I paused. ‘That’s not too easy. I’m very much out of touch,’ I said. ‘And I don’t suppose they’d like to tell me this for themselves. I can’t say you’ve spoken to us—’

‘Naturally you can’t,’ said Morcom. ‘It mustn’t be known that I’ve said a word. I don’t want that known.’

‘In that case,’ I said, ‘it’s difficult for me to act.’

‘You understand that anything I’ve said is completely secret. Whatever happens. You understand that.’

I nodded.

‘You’ve got to stop them yourself. You’ve done more difficult things,’ he said. ‘Without as much necessity. You’ve never had as much necessity. It comes before anything else, you must see that.’

‘You’re sure you can’t take control yourself?’

‘I can only sit by,’ he said.

He meant, he could do nothing for her now. But I felt that he was shutting himself away from release. With a strain that was growing as acute as his own, I begged him to act.

‘It’s the natural thing,’ I said. ‘It would settle it — best. You’ve every reason to do it—’

He did not move.

‘See her when you go back. You can still make yourself do that.’

‘No.’

‘See George, then. It wouldn’t be difficult. You could finish it all in a day or two—’

‘I can’t. There’s no use talking any further. I can’t.’

He suddenly controlled his voice, and added in a tone light and half ruefuclass="underline" ‘If I did interfere, it would only make things worse. George and I have been nominally reconciled for years, of course. But he would never believe I wasn’t acting out of enmity.’ He was smiling good-naturedly and mockingly. Then his manner changed again.

‘If anything’s to be done, you’ve got to do it,’ he said. ‘They’re going to be ruined unless you come in.’

‘I can’t help thinking you’re being too pessimistic,’ I said, after a moment. ‘I don’t believe it’s as inevitable as all that.’

‘They’ve gone a long way,’ said Morcom.

‘It’s possible to go a long way in making dishonest money,’ I said, ‘without being any the worse for it. Still, if I can be any use—’
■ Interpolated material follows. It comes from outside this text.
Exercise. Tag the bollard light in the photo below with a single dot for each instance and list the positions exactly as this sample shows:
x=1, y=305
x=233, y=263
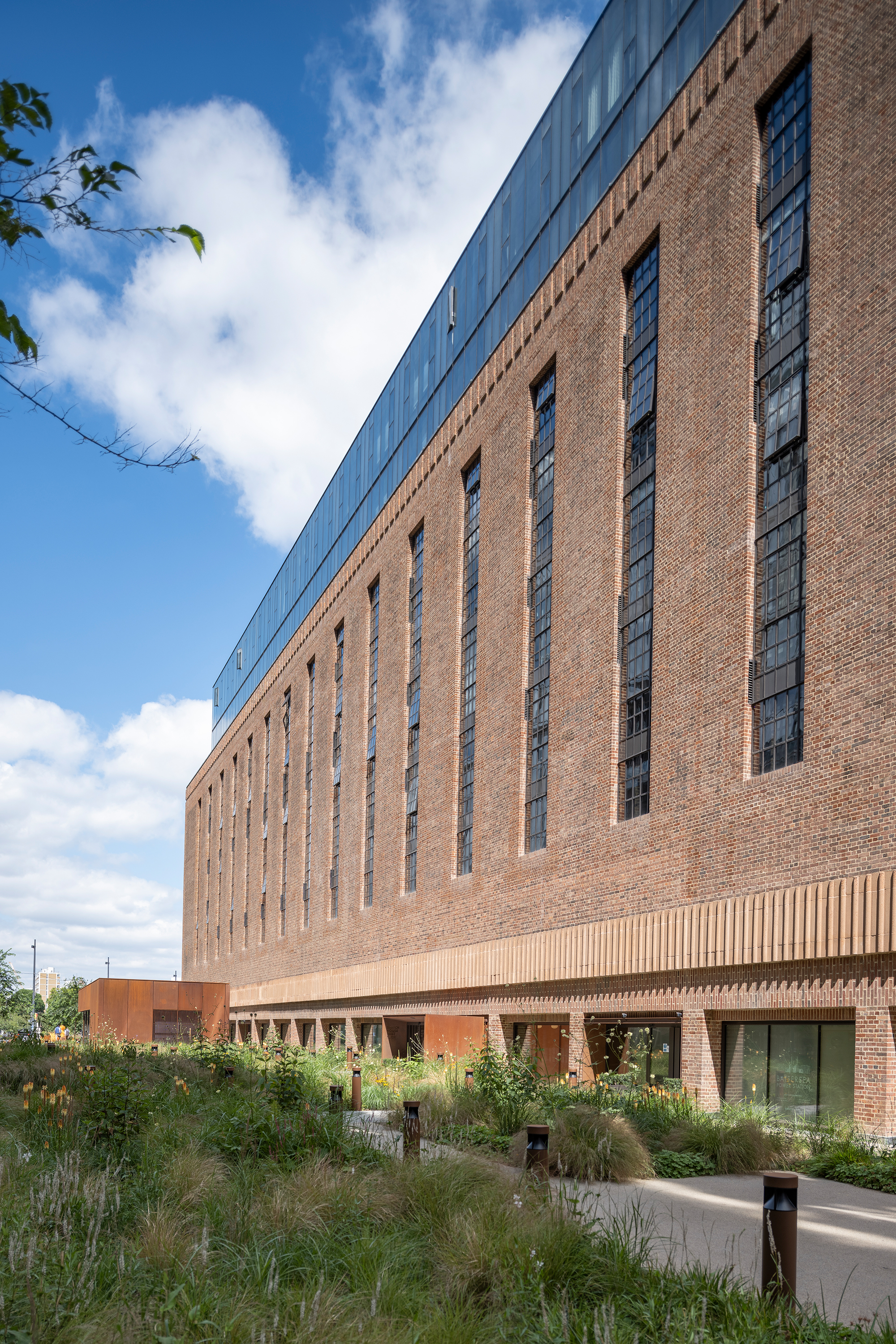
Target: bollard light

Then I made one last effort to persuade him to act himself. I looked into his face, and began to talk in a matter-of-fact, callous manner: ‘But I shall be surprised if you’re not taking it too tragically. First of all, they probably haven’t managed anything criminal. Even if they have, we can either finish it or get them off. It’s a hundred to one against anything disastrous happening. And if the hundredth chance came off, which I don’t believe for a moment, you’d be taking it too tragically, even then. I mean, it would be disastrous, but it wouldn’t be death.’

‘That’s no comfort.’

‘I don’t mean it wouldn’t be unpleasant. I was thinking of something else. I don’t believe that being convicted of swindling would be the end of the world for either of us. It’s only ruin — when people crumble up inside, when they’re punishing themselves. Don’t you agree? You ought to know through yourself just now — in a different way. If you went back and protected them — if you weren’t forcing yourself to keep away — you would be happier than you are tonight.’

There was a silence.

‘You know perfectly well,’ he said, ‘that everything you’ve said applies to George. It would be ruin for him. In his own eyes, I mean, just as you’ve been saying. And the others — she’s not a simple person—’ He paused. ‘And there’s more to it than the offence. You’ve got to realise that. It means the break-up of George’s little world. It also means that the inside of the little world isn’t going to be private any longer. You know — that isn’t all high thinking nowadays.’